Todo comienza con las posadas. En teoría, son eventos comunitarios llenos de tradición: pedir posada, cantar, romper la piñata y compartir ponche. En la práctica condominal, pueden convertirse en una batalla campal por el uso del salón de eventos, el volumen de la bocina y el misterioso caso del niño que rompió tres macetas con un palo de piñata. ¿Quién paga eso? Silencio administrativo.
Luego está la decoración. Algunos vecinos se limitan a una corona discreta en la puerta. Otros convierten su balcón en Las Vegas versión navideña, con luces que parpadean como si anunciaran un casino. Y claro, el clásico inflable de Santa que se desinfla a medio día y parece haber tenido una noche difícil. ¿Es bonito? Sí. ¿Consume energía como si fuera una fábrica? También.
La música es otro tema. En diciembre, el reguetón navideño y los villancicos techno se escuchan desde el 5° piso hasta el estacionamiento. Y aunque la convivencia es parte del espíritu navideño, no todos los vecinos disfrutan de “Burrito Sabanero” a las 2 a.m. con eco de bocina bluetooth. ¿Solución? Horarios de convivencia y tapones para los oídos.
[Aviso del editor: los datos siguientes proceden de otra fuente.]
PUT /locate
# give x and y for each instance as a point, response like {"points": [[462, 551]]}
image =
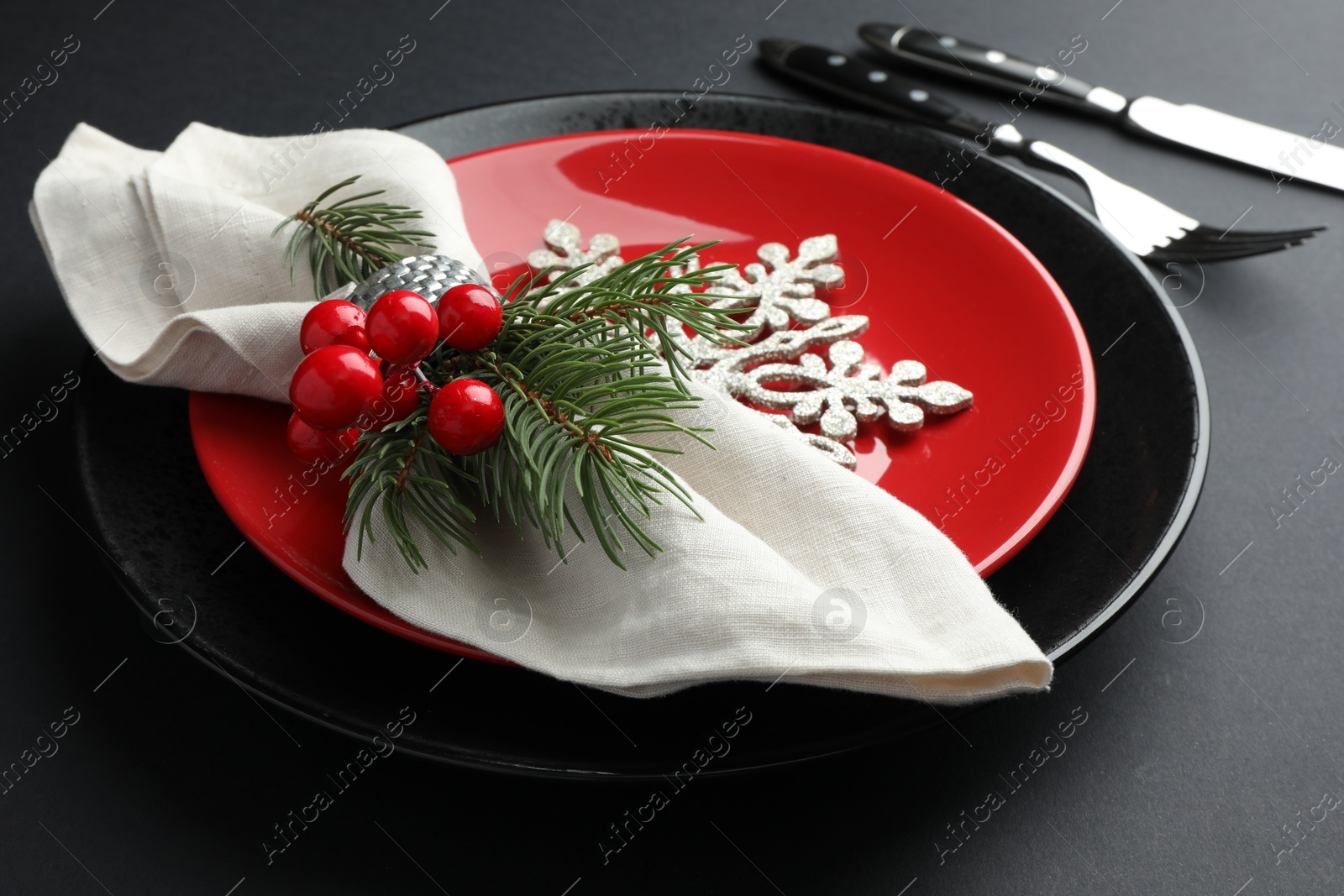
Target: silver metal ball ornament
{"points": [[430, 275]]}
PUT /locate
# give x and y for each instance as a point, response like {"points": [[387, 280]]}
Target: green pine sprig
{"points": [[349, 239], [586, 375]]}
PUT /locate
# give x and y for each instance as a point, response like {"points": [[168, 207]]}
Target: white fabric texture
{"points": [[167, 259], [800, 571]]}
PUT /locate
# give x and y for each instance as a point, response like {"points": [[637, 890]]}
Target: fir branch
{"points": [[349, 241], [585, 376]]}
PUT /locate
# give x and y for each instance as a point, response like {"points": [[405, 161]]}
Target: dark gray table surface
{"points": [[1207, 766]]}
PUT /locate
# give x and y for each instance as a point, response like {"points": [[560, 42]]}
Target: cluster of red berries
{"points": [[338, 390]]}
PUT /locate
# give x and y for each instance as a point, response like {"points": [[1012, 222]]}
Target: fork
{"points": [[1146, 226]]}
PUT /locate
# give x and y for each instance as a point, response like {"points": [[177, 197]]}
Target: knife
{"points": [[1149, 228], [1310, 159]]}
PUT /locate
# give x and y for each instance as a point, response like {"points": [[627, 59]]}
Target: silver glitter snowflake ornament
{"points": [[781, 291], [851, 391], [788, 322], [566, 253]]}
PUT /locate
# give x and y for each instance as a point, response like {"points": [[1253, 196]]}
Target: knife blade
{"points": [[1294, 156]]}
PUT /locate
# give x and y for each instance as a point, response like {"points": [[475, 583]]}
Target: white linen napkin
{"points": [[800, 571]]}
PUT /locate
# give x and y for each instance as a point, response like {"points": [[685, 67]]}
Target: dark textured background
{"points": [[1191, 761]]}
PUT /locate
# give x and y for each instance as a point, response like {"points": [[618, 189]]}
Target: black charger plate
{"points": [[1126, 511]]}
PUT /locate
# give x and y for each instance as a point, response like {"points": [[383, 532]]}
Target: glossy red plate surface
{"points": [[941, 284]]}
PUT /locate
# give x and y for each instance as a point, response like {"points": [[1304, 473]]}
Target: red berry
{"points": [[465, 417], [401, 390], [312, 445], [333, 322], [402, 327], [470, 317], [335, 385]]}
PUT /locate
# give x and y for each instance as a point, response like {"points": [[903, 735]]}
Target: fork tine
{"points": [[1209, 234], [1182, 251]]}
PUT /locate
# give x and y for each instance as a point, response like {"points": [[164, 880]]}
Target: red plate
{"points": [[941, 284]]}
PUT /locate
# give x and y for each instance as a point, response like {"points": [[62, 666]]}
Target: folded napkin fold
{"points": [[799, 571]]}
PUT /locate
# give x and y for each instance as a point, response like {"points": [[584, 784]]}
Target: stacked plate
{"points": [[1068, 484]]}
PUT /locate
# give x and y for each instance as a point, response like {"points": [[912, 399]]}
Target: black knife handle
{"points": [[870, 85], [990, 67]]}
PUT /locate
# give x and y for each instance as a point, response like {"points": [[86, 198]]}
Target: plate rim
{"points": [[327, 586], [1176, 523], [1194, 484]]}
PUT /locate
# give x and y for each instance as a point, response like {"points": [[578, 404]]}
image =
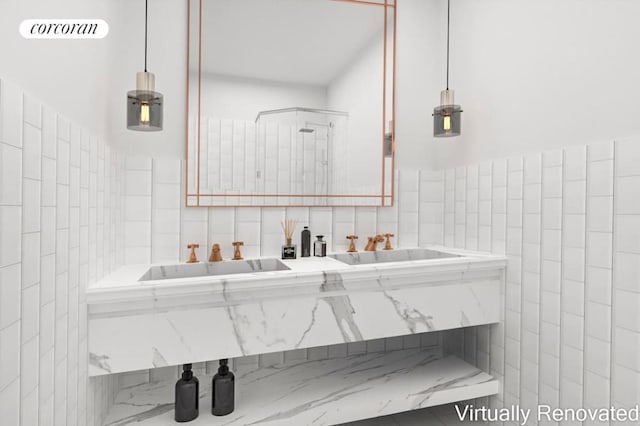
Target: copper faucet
{"points": [[236, 251], [215, 254], [373, 242], [387, 244], [192, 256], [352, 244]]}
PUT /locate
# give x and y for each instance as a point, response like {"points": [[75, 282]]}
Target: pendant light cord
{"points": [[146, 6], [448, 23]]}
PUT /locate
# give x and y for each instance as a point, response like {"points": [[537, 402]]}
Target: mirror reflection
{"points": [[290, 102]]}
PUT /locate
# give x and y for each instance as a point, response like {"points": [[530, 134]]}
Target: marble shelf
{"points": [[325, 392]]}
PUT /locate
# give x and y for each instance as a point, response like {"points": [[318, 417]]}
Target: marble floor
{"points": [[442, 415]]}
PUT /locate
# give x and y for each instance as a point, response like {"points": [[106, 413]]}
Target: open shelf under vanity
{"points": [[325, 392]]}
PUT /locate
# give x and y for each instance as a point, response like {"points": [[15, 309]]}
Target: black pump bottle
{"points": [[187, 388], [223, 390]]}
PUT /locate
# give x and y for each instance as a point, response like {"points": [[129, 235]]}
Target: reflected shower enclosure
{"points": [[299, 151], [284, 111]]}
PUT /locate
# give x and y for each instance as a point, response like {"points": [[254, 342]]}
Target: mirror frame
{"points": [[384, 199]]}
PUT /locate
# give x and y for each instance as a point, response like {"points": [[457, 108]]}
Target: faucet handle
{"points": [[215, 254], [352, 244], [192, 256], [236, 252], [387, 244]]}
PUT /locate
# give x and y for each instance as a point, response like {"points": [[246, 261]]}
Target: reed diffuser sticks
{"points": [[289, 249], [289, 227]]}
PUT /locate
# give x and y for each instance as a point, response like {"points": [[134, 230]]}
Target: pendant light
{"points": [[144, 105], [447, 117]]}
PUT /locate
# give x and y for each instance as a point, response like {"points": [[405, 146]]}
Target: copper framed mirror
{"points": [[290, 103]]}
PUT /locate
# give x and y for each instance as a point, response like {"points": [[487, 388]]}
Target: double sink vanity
{"points": [[150, 316]]}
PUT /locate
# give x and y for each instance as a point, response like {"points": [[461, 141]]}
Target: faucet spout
{"points": [[372, 243]]}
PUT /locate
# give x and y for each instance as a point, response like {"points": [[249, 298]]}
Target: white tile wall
{"points": [[569, 223], [50, 251], [158, 205], [567, 220]]}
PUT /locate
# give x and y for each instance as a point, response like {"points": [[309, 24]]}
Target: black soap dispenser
{"points": [[187, 391], [305, 242], [223, 390]]}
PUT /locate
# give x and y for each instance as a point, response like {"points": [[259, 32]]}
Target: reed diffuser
{"points": [[289, 249]]}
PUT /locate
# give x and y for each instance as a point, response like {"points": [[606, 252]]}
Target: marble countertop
{"points": [[326, 392], [124, 285], [135, 325]]}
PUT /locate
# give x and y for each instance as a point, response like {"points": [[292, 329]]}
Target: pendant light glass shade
{"points": [[144, 105], [447, 118]]}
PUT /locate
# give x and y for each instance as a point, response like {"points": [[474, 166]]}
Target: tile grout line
{"points": [[614, 223], [522, 292], [562, 252], [540, 268], [587, 239]]}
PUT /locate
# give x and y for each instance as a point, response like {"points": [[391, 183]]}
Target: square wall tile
{"points": [[31, 152], [10, 175], [10, 294], [627, 157], [575, 163], [11, 107]]}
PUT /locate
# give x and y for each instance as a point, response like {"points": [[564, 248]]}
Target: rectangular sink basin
{"points": [[384, 256], [207, 269]]}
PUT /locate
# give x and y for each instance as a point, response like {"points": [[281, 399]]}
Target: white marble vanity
{"points": [[148, 316]]}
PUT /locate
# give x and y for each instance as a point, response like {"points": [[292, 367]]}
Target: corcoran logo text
{"points": [[63, 28]]}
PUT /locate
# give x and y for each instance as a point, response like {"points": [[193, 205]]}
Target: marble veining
{"points": [[245, 318], [384, 256], [319, 393]]}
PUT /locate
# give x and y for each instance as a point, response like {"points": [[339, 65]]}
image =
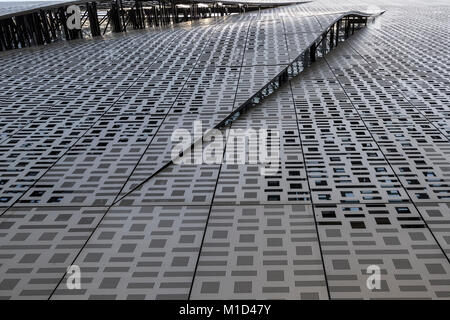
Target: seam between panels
{"points": [[306, 173], [310, 194], [113, 204], [387, 161], [90, 127], [49, 109], [396, 86], [220, 166]]}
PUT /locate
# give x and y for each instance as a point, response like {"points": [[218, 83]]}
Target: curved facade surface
{"points": [[363, 177]]}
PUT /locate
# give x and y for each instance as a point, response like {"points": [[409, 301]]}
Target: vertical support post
{"points": [[312, 53], [91, 8], [337, 32]]}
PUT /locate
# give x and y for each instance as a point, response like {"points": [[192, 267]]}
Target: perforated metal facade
{"points": [[365, 161]]}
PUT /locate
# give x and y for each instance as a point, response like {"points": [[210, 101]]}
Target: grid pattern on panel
{"points": [[363, 177]]}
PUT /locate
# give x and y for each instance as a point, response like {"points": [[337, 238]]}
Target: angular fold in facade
{"points": [[87, 179]]}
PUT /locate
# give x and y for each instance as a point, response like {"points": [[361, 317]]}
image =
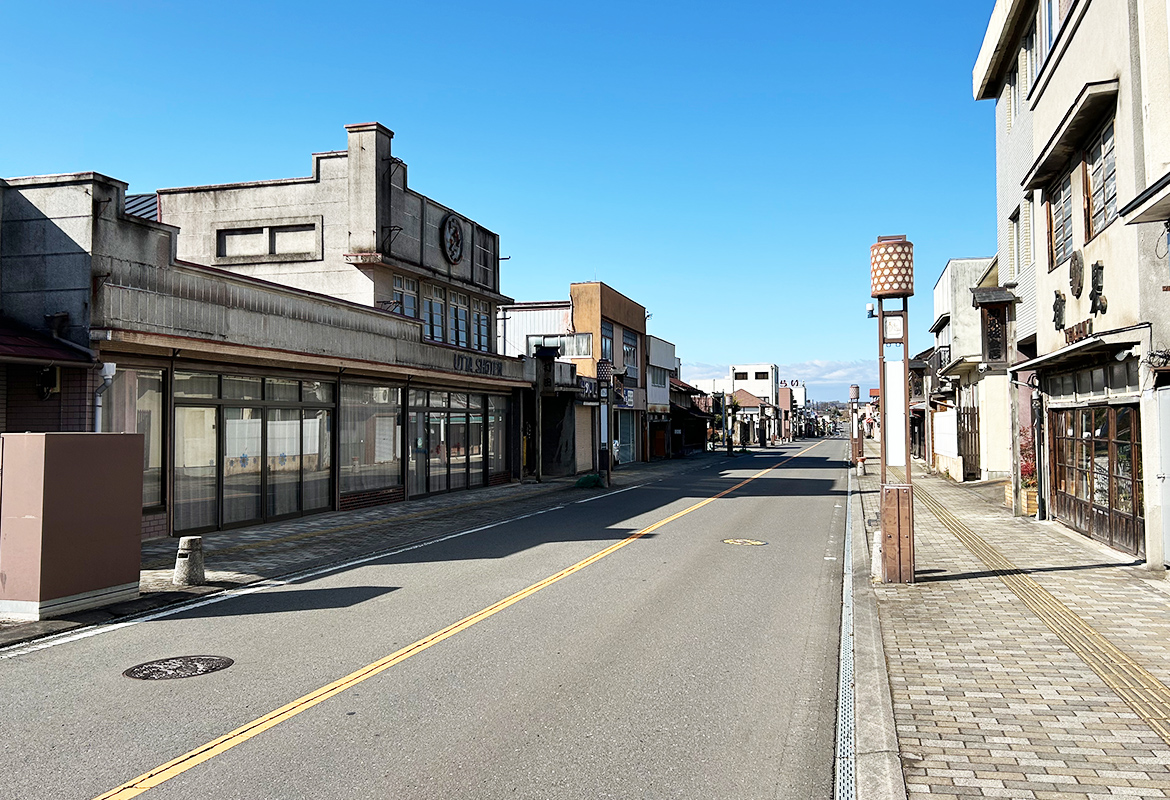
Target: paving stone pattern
{"points": [[248, 554], [988, 701]]}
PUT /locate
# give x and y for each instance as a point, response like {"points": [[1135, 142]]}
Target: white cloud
{"points": [[826, 380]]}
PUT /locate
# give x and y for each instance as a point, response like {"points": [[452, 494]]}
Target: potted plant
{"points": [[1027, 473]]}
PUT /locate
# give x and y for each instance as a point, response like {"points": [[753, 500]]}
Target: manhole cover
{"points": [[164, 669]]}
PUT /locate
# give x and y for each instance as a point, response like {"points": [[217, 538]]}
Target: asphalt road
{"points": [[674, 666]]}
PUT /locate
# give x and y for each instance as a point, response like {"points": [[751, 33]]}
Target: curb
{"points": [[879, 764]]}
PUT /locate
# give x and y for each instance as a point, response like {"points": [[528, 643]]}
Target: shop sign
{"points": [[1079, 331], [479, 366], [587, 387]]}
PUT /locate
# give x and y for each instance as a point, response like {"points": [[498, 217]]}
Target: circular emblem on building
{"points": [[452, 238]]}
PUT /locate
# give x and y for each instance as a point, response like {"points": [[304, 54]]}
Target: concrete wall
{"points": [[70, 518], [995, 427]]}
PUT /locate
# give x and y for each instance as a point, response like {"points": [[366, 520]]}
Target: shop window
{"points": [[370, 438], [433, 314], [630, 352], [236, 387], [1101, 171], [460, 321], [481, 325], [281, 390], [197, 385], [406, 297], [995, 333], [133, 404], [1060, 221]]}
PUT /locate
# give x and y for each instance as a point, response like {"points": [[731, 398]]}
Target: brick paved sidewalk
{"points": [[1037, 668], [245, 556]]}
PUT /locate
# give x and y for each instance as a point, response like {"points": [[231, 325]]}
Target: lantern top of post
{"points": [[892, 267]]}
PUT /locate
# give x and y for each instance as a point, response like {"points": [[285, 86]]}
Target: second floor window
{"points": [[630, 352], [1102, 184], [460, 322], [481, 325], [432, 314], [606, 339], [1060, 213], [406, 296], [484, 261]]}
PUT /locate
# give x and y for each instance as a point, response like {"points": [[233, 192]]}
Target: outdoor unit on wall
{"points": [[48, 383]]}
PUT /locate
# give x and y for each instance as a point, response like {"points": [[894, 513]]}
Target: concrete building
{"points": [[1079, 90], [761, 380], [585, 329], [256, 400], [970, 420]]}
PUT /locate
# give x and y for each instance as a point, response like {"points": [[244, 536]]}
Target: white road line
{"points": [[14, 650], [610, 494]]}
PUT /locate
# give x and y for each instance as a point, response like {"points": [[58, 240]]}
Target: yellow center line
{"points": [[177, 766]]}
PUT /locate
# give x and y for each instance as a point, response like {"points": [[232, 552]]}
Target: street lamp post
{"points": [[892, 278], [605, 393]]}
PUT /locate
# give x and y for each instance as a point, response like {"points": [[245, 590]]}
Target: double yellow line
{"points": [[177, 766]]}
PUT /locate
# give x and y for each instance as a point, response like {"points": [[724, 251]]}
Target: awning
{"points": [[962, 364], [1093, 344], [1091, 108], [20, 345], [1150, 206]]}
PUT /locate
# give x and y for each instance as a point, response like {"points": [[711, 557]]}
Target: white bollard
{"points": [[188, 565]]}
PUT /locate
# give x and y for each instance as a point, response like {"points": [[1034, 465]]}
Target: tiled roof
{"points": [[143, 205]]}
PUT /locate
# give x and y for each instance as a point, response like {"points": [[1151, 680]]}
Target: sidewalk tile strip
{"points": [[983, 685]]}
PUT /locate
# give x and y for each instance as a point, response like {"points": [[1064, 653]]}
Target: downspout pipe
{"points": [[108, 370]]}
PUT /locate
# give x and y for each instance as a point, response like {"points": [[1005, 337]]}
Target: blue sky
{"points": [[725, 165]]}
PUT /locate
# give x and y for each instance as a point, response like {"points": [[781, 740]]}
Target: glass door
{"points": [[283, 460], [438, 455], [317, 436], [242, 459], [195, 459], [456, 430], [417, 432]]}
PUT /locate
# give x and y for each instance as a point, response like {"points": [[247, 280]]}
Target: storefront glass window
{"points": [[283, 445], [195, 456], [195, 385], [236, 387], [317, 445], [370, 445], [133, 404], [241, 463], [315, 391]]}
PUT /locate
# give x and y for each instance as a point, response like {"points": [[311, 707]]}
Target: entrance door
{"points": [[436, 442], [283, 446], [969, 442], [417, 432], [242, 460], [195, 459]]}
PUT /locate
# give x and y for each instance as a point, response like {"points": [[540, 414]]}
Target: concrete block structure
{"points": [[1084, 151], [319, 364]]}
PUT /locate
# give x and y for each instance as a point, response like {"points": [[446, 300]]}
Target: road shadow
{"points": [[281, 601]]}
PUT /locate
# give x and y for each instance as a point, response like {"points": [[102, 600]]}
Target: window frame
{"points": [[1065, 197], [1088, 167]]}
Y no olvidemos la pirotecnia. Aunque está regulada, siempre hay alguien que decide celebrar el nacimiento del Niño Dios con una batería de cohetes que haría temblar a la NASA. Las mascotas sufren, los techos tiemblan y el administrador se convierte en detective para encontrar al responsable. Spoiler: nunca lo encuentra.
También está el tema del estacionamiento. Las visitas abundan, los autos se multiplican y de pronto el lugar del vecino 302 está ocupado por el tío del 204 que “solo se quedó cinco minutos”. Esos cinco minutos suelen durar toda la noche y terminan en un grupo de WhatsApp con 47 mensajes pasivo-agresivos.
Pero no todo es caos. Las fiestas también traen oportunidades de convivencia real. Algunos condominios organizan cenas comunitarias, intercambios de regalos y hasta concursos de decoración. Es el momento perfecto para que el vecino que nunca saluda se convierta en el alma de la fiesta… o al menos en el que trae el mejor ponche.
Recomendaciones para sobrevivir diciembre en paz:
- 📅 Establecer calendario de eventos y horarios de uso de espacios comunes.
- 🔇 Definir límites de ruido y duración de fiestas.
- 🚗 Coordinar estacionamiento para visitas.
- 🧯 Prohibir o regular el uso de pirotecnia.
- 🎁 Promover actividades comunitarias que fomenten la convivencia.
En resumen, diciembre en los condominios mexicanos es una mezcla de alegría, tradición y logística. Con un poco de organización (y mucha paciencia), se puede disfrutar la temporada sin que el espíritu navideño se convierta en espíritu de queja vecinal.